Street Grace was established in 2009 after a group of eight churches developed a strategic plan to end domestic minor sex trafficking in Atlanta, Ga. The need to combat sex trafficking may have come as a shock to many Atlantans, but not to the folks at Street Grace, who were familiar with the Georgia statistics issued by the Governor’s Office of Children and Families: Every month, 200-500 girls are commercially exploited for sex in Georgia.
Aaronde Creighton, who sits on the board of directors for Street Grace, believes the term “trafficking” is too polite for what he calls the rape of children for profit. “Trafficking is slavery,” he says. “I think that we have come to a point in society where we don’t like to use the term slavery because of past connotations, so we’ve come up with this nice term called trafficking. Unfortunately, the reality is that it is one in the same.”
The strength of Street Grace is that instead of trying to solve the problem single-handedly, they mobilize community resources and reach out to public, private, nonprofit, and faith-based partners to amplify results that will bring an end to human trafficking in Atlanta, and initially, the United States and the world.
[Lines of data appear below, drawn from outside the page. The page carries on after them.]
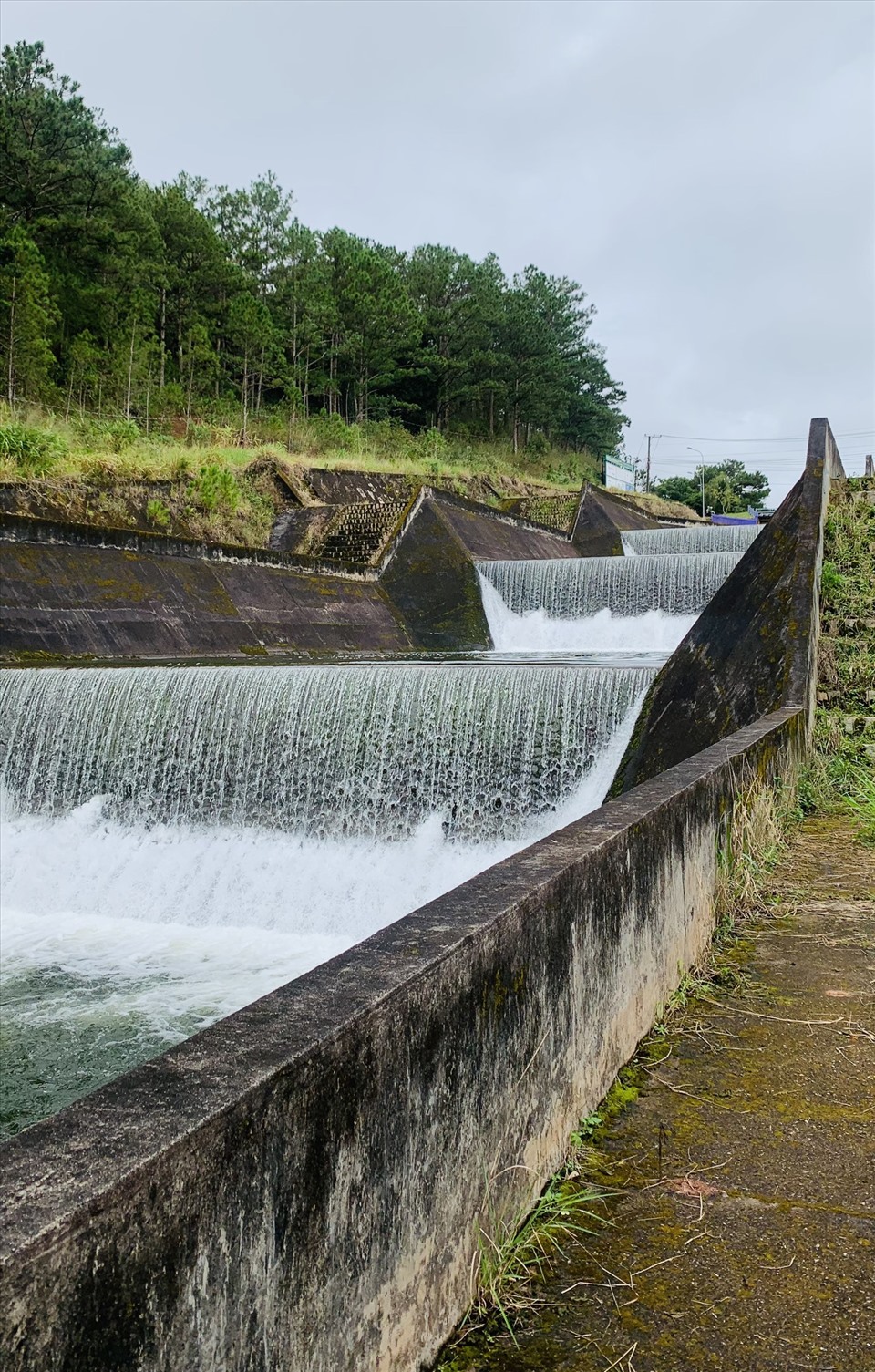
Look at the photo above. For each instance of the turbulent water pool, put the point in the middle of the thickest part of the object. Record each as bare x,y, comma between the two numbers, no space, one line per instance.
182,840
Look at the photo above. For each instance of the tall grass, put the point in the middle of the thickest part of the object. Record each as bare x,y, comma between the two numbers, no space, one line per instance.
130,451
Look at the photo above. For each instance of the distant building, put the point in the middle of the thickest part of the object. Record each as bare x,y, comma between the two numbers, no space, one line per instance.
620,473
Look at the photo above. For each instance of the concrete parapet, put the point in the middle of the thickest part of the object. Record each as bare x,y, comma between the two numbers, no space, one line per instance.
298,1187
371,576
601,521
755,646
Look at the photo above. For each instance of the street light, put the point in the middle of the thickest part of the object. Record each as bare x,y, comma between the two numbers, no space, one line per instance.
701,472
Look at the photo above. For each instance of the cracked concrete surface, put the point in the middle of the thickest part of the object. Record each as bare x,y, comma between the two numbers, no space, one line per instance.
744,1236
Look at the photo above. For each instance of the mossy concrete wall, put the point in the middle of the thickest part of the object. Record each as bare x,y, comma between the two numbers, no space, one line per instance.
755,646
298,1187
71,590
108,603
601,521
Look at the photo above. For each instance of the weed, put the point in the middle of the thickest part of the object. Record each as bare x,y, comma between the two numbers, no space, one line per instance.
158,515
32,450
755,839
215,490
512,1253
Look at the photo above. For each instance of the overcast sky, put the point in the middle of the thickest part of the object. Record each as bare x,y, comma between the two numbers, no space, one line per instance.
704,169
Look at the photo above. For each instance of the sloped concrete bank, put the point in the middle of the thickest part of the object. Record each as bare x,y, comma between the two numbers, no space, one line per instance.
71,590
298,1186
755,646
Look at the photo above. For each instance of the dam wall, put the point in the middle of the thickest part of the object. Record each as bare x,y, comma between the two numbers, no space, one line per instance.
299,1186
755,646
73,600
601,521
73,590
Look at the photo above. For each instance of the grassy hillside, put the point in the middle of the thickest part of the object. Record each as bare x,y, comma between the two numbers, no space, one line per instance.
203,483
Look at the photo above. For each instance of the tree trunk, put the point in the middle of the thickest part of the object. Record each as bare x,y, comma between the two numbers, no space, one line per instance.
11,369
190,386
261,377
246,394
133,331
160,334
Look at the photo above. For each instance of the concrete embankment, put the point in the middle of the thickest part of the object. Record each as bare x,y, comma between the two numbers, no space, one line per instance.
742,1212
299,1186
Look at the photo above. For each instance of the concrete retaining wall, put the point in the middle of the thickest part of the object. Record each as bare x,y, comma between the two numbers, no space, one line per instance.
601,521
71,589
755,646
298,1187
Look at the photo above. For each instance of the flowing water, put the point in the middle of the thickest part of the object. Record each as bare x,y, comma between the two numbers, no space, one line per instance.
692,538
179,841
601,603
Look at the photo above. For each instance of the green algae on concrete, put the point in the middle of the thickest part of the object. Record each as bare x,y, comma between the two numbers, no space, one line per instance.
744,1233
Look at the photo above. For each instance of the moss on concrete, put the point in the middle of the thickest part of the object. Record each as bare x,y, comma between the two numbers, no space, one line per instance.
744,1216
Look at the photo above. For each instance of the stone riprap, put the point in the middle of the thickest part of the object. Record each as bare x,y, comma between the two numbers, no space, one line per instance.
299,1184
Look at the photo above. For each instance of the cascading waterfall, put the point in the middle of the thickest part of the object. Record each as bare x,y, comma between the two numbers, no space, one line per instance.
578,586
600,603
693,538
318,750
179,841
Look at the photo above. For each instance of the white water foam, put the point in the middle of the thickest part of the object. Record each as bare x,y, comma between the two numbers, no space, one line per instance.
125,937
537,632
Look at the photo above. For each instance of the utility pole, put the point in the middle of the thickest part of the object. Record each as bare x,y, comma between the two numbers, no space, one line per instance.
701,472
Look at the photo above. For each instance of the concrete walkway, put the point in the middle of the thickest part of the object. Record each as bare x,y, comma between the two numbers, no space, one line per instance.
744,1239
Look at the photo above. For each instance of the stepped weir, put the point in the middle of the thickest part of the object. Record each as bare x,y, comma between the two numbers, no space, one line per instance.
345,951
155,814
709,538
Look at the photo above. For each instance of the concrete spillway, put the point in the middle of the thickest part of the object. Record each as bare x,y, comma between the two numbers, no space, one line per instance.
600,603
709,538
179,841
679,584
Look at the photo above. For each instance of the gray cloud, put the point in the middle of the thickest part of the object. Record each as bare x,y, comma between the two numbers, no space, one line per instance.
704,169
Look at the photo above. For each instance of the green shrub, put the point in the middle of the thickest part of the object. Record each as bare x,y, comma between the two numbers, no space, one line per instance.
215,490
538,445
33,450
158,515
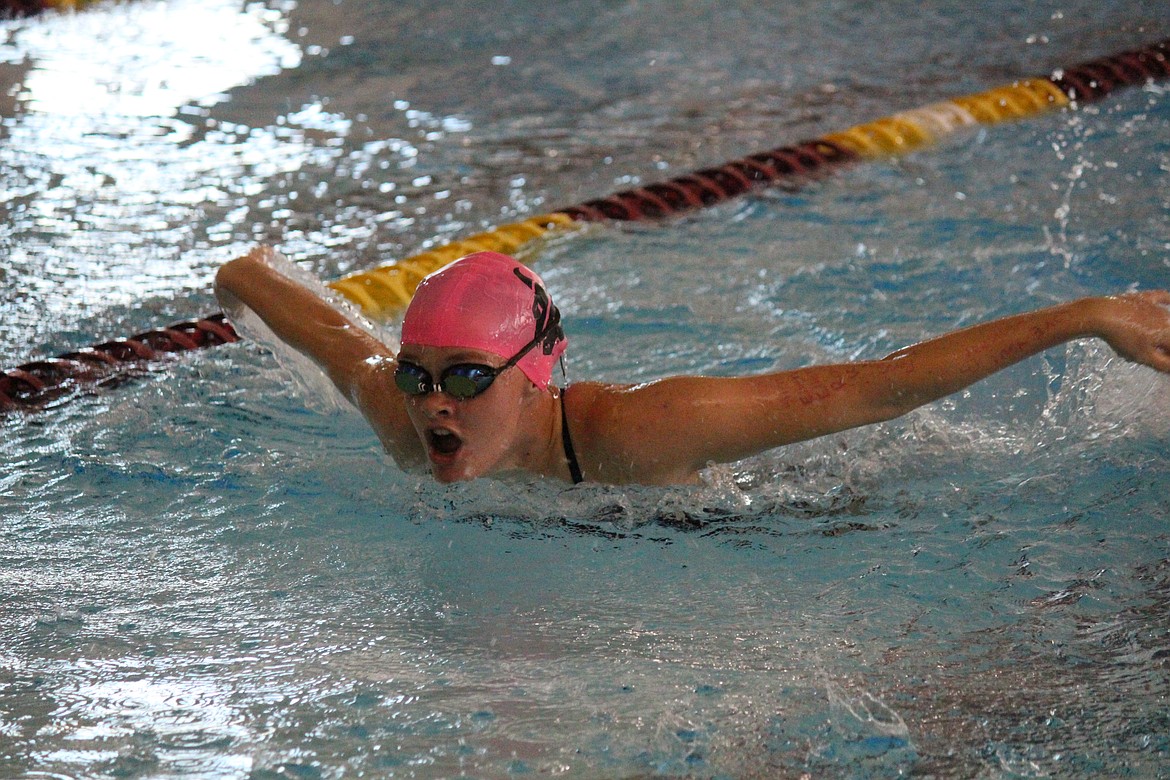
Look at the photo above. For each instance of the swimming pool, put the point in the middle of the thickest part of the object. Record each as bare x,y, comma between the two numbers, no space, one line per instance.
212,572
In 2013, Creighton moderated a discussion on human trafficking at an international human rights conference sponsored by The Carter Center, which is also based in Atlanta. He believes the opportunity to share information and experiences with scholars, activists, and religious leaders from around the world gave him a new perspective on modern-day slavery: “While the issues of domestic minor sex trafficking are very different from what you see in Southeast Asia or Eastern Europe, there are some things that are being done in these places that we can learn from and adopt here within Atlanta, within the United States.”
What can other organizations learn from Street Grace? Creighton says Street Grace is an open book, without territorial boundaries, and with one aim. “Our goal is to see an end to commercial sexual exploitation of children,” he says. “And if that means getting another 500 organizations and five million people involved, then by all means we plan to do that.”